Sarah Scheurich

Personal information
- Born: Sarah Alexandra Scheurich 1 October 1993 (age 32) Crivitz, Mecklenburg-Vorpommern, Germany
- Height: 6 ft (183 cm)
- Weight: Light-heavyweight, Middleweight

Boxing career
- Stance: Orthodox

Boxing record
- Total fights: 7
- Wins: 7
- Win by KO: 4

Medal record
Women's amateur boxing
Representing Germany
European Amateur Boxing Championships
| Silver medal – second place | 2014 Bucharest | 75kg |
European Union Amateur Boxing Championships
| Silver medal – second place | 2013 Keszthely | 81kg |
European Games
| Bronze medal – third place | 2015 Baku | 75kg |

= Sarah Scheurich =

German boxer (born 1993)

Sarah Scheurich (born 1 October 1993) is a German professional boxer.
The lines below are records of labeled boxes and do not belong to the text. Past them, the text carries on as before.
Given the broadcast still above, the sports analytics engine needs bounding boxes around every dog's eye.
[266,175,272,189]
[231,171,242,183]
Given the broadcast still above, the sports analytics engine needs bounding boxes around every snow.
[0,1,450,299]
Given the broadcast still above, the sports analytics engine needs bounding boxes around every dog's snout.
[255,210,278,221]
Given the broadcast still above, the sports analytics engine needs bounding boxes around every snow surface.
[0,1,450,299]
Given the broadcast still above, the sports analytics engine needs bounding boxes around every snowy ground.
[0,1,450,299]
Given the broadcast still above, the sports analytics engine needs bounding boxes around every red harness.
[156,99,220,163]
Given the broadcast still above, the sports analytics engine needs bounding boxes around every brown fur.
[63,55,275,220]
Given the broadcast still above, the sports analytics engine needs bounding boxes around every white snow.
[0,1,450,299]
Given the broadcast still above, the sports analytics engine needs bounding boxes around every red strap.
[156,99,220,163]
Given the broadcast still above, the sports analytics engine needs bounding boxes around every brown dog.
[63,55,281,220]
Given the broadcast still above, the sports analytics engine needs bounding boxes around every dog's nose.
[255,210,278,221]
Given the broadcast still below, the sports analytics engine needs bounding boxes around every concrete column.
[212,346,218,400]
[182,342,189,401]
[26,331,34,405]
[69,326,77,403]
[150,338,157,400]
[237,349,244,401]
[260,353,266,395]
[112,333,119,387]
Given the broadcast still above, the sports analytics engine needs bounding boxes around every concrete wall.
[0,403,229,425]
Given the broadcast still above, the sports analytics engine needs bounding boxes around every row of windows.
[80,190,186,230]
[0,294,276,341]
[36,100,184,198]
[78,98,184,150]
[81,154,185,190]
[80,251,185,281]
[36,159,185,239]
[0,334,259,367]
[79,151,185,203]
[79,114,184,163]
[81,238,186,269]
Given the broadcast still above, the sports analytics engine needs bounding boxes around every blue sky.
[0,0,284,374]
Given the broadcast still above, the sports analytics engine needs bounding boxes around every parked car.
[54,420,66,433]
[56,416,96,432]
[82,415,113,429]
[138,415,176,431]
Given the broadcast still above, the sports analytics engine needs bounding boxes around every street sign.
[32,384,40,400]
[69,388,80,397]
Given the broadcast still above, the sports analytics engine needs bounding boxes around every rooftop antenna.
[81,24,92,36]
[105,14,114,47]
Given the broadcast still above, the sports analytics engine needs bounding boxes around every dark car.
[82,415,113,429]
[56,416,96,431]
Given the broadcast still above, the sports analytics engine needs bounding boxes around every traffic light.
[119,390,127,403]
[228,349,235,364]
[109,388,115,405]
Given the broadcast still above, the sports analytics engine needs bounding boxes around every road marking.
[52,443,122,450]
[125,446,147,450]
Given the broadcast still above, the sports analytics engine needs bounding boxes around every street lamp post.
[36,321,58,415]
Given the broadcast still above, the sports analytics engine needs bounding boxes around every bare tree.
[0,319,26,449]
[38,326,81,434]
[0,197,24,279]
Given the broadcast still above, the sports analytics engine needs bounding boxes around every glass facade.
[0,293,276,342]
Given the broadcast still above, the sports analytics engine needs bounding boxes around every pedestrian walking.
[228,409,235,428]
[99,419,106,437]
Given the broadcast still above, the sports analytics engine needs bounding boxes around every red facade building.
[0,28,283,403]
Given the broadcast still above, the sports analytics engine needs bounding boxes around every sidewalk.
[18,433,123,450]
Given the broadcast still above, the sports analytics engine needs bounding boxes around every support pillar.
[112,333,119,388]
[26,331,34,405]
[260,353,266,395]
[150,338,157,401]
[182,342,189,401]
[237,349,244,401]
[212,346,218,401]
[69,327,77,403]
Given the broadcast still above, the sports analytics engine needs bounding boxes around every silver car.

She became the IBF female light-heavyweight champion by defeating reigning title holder Lani Daniels via unanimous decision at Lambert Arena im Weberpark in Göppingen, Baden-Württemberg, Germany, on 6 December 2025. Before turning professional in 2022, Scheurich had a lengthy amateur career including winning two national titles, a silver medal at the 2014 European Championships and a bronze medal at the 2015 European Games.